University of Pittsburgh School of Medicine, Pittsburgh, PA, USA.
Vanderbilt University School of Medicine, Nashville, TN, USA.
J Community Health. 2020 Feb;45(1):111-120. doi: 10.1007/s10900-019-00716-8.
In US adults aged < 65 years, pneumococcal vaccination is recommended when high-risk conditions are present, but vaccine uptake is low. Additionally, there are race-based differences in illness risk and vaccination rates. The cost-effectiveness of programs to improve vaccine uptake or of alternative vaccination policies to increase protection is unclear. A decision analysis compared, in US black and general population cohorts aged 50 years, the public health impact and cost-effectiveness of pneumococcal vaccination recommendations, without and with a vaccine uptake improvement program, and alternative population vaccine policies. Program-based uptake improvement (base case: 12.3% absolute increase, costing $1.78/eligible patient) was based on clinical trial data. US data informed population-specific pneumococcal risk. Vaccine effectiveness was estimated using Delphi panel and trial data. In both black and general population cohorts, an uptake improvement program for current vaccination recommendations was favored, costing $48,621 per QALY gained in black populations ($54,929/QALY in the general population) compared to current recommendations without a program. Alternative vaccination policies largely prevented less illness and were economically unfavorable. In sensitivity analyses, uptake programs were favored, at a $100,000/QALY threshold, unless they improved absolute vaccine uptake < 2.1% in blacks or < 2.6% in the general population. Results were robust in sensitivity analyses. Programs to increase adult pneumococcal vaccination uptake are economically reasonable compared to changes in vaccination recommendations, and more favorable in underserved minorities than in the general population. If addressing race-based health disparities is a priority, evidence-based programs to increase vaccination should be considered.

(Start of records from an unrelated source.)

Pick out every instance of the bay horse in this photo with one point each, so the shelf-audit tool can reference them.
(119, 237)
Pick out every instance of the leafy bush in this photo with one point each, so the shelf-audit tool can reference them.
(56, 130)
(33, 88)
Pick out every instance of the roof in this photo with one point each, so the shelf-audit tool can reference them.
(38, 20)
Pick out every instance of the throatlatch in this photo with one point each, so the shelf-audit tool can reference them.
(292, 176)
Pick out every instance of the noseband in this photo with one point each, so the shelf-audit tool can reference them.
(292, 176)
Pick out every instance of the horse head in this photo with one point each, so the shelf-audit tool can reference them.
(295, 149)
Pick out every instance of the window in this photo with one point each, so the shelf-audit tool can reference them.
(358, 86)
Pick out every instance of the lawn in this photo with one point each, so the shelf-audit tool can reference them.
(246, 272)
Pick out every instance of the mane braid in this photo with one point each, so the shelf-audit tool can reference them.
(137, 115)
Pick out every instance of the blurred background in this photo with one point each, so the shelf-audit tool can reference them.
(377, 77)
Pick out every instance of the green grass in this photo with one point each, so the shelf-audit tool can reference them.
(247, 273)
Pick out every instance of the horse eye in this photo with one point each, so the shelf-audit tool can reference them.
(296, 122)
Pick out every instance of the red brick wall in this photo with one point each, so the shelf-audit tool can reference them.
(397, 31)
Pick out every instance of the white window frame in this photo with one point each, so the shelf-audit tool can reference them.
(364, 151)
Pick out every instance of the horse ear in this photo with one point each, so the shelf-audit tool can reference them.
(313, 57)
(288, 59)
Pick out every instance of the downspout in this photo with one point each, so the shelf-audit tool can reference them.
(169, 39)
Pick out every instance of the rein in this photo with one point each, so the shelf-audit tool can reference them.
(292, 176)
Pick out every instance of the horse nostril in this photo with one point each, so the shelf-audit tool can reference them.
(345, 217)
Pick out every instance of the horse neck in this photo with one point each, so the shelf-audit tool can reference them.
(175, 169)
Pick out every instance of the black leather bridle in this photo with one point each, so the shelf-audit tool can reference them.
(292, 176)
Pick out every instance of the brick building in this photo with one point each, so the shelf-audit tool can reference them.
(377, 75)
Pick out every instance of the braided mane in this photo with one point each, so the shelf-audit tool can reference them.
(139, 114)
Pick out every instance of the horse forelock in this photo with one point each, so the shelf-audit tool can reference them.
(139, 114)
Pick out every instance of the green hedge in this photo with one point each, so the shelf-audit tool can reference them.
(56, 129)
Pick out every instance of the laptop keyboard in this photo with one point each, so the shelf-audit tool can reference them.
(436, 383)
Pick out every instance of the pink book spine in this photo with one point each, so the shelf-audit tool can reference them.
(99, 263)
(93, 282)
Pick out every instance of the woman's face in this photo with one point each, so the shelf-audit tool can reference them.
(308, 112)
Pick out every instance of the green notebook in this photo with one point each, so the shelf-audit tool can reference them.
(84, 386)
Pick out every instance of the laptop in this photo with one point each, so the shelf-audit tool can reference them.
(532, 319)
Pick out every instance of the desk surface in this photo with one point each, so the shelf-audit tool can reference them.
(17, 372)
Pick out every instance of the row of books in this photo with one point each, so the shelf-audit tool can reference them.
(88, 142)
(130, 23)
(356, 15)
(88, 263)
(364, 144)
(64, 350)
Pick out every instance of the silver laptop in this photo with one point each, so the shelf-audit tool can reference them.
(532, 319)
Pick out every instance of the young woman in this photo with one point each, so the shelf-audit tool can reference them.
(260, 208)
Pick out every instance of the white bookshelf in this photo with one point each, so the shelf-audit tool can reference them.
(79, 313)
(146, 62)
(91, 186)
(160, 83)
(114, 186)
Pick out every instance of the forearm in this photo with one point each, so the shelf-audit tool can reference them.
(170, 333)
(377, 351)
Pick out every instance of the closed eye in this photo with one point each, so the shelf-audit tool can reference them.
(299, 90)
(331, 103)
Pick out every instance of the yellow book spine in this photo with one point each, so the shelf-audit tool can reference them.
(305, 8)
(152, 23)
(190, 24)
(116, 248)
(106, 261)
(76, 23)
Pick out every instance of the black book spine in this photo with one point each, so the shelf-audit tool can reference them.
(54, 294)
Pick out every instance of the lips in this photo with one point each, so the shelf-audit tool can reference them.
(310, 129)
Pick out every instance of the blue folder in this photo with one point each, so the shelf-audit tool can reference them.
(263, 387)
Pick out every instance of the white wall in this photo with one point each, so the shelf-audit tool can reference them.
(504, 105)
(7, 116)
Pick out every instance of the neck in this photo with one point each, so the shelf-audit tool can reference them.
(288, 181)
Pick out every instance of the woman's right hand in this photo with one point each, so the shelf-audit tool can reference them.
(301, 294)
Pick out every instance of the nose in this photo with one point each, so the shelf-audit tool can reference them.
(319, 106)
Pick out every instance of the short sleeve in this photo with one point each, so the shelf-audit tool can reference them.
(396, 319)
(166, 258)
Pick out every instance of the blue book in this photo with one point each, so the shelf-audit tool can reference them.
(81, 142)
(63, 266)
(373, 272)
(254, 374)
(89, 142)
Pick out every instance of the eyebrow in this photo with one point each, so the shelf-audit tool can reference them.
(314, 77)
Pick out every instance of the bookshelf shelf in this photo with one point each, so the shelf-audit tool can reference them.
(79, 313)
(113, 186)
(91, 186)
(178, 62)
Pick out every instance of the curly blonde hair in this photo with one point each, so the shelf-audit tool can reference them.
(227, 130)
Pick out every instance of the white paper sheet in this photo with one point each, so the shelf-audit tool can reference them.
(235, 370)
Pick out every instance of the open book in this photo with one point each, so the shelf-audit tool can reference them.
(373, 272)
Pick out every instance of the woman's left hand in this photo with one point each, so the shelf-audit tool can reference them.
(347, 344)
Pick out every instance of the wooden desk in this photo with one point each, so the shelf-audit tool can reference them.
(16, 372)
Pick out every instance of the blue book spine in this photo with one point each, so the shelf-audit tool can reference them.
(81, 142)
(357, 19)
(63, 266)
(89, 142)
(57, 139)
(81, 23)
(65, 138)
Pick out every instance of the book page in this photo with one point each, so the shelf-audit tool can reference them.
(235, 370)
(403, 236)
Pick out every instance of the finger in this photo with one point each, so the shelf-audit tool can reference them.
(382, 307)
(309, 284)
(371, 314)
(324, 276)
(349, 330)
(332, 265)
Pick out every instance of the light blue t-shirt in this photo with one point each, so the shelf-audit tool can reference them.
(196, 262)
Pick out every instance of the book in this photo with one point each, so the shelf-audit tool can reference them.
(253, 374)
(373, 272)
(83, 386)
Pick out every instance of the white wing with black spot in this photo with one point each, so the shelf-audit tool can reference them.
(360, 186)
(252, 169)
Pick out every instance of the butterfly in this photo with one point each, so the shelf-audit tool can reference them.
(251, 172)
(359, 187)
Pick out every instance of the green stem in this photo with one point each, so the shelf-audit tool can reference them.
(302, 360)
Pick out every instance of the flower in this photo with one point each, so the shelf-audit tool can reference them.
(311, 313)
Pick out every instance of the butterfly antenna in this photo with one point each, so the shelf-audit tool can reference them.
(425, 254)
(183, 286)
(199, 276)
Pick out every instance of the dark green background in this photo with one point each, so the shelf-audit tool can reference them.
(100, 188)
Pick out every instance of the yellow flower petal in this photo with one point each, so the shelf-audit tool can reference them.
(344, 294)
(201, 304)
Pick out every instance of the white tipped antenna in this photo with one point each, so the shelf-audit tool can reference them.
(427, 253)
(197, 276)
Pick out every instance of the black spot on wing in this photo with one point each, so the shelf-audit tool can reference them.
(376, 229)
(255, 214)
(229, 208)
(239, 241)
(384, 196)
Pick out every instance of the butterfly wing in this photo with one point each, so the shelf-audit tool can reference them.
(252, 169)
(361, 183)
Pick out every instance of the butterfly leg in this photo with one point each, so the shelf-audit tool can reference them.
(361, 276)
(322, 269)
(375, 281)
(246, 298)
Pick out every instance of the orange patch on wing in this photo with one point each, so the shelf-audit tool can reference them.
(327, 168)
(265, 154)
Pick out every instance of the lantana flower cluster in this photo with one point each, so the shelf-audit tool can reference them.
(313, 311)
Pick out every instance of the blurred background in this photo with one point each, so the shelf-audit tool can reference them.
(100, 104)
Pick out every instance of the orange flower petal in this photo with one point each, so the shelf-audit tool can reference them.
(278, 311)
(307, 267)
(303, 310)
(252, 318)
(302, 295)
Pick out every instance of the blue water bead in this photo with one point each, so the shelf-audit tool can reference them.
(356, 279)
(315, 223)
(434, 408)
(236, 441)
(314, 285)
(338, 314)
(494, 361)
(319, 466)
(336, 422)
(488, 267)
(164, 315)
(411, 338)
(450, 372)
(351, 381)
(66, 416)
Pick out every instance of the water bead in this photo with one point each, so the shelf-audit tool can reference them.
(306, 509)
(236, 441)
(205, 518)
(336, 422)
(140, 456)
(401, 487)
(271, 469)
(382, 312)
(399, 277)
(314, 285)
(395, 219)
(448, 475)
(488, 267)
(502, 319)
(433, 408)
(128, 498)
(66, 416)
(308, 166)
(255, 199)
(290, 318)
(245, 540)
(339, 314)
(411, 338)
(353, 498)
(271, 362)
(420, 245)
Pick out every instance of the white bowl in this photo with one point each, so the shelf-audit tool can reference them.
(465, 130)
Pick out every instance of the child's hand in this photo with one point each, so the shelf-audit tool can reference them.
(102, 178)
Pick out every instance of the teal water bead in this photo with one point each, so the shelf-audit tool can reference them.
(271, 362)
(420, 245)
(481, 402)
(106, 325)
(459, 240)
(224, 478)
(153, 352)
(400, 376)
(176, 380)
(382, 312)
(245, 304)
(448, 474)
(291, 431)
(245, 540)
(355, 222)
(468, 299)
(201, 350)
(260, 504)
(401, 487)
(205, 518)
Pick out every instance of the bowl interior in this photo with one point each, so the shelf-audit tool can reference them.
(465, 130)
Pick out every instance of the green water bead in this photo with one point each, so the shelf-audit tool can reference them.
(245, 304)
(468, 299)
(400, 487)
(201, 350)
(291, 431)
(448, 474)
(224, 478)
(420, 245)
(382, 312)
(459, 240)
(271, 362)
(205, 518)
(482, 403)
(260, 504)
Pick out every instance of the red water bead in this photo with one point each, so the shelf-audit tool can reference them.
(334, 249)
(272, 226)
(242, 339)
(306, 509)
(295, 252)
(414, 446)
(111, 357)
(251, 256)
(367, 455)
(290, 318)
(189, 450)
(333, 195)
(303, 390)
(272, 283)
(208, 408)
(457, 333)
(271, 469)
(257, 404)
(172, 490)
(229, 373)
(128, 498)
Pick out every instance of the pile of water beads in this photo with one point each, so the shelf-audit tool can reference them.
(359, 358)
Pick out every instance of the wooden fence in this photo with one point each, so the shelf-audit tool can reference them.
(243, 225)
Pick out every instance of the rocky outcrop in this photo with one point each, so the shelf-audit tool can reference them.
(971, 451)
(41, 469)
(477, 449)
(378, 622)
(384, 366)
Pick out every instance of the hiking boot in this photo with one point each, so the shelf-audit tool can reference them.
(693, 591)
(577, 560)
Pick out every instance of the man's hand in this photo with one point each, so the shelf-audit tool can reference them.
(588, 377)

在美国,年龄小于 65 岁的成年人,如果存在高危情况,建议接种肺炎球菌疫苗,但疫苗接种率较低。此外,疾病风险和疫苗接种率存在基于种族的差异。提高疫苗接种率的项目或增加保护的替代疫苗接种政策的成本效益尚不清楚。一项决策分析比较了美国黑人 50 岁和一般人群队列中,在没有和有疫苗接种率提高计划的情况下,肺炎球菌疫苗接种建议、替代人群疫苗接种政策的公共卫生影响和成本效益。基于项目的接种率提高(基础情况:绝对增加 12.3%,每位合格患者成本为 1.78 美元)基于临床试验数据。美国数据为特定人群的肺炎球菌风险提供信息。疫苗效力使用 Delphi 小组和试验数据进行估算。在黑人队列和一般人群队列中,目前的疫苗接种建议的接种率提高计划更受欢迎,在黑人人群中每获得一个质量调整生命年(QALY)的成本为 48621 美元(一般人群中的每获得一个质量调整生命年的成本为 54929 美元),而不采取项目的现行建议。替代疫苗接种政策在很大程度上预防了较少的疾病,并且在经济上不利。在敏感性分析中,在 10 万美元/QALY 的阈值下,接种率提高计划更受欢迎,除非它们能使黑人的绝对疫苗接种率提高超过 2.1%,或者一般人群的绝对疫苗接种率提高超过 2.6%。敏感性分析结果稳健。与改变疫苗接种建议相比,提高成人肺炎球菌疫苗接种率的项目在经济上是合理的,而且在服务不足的少数族裔中比在一般人群中更有利。如果解决基于种族的健康差异是一个优先事项,那么应该考虑基于证据的增加疫苗接种的项目。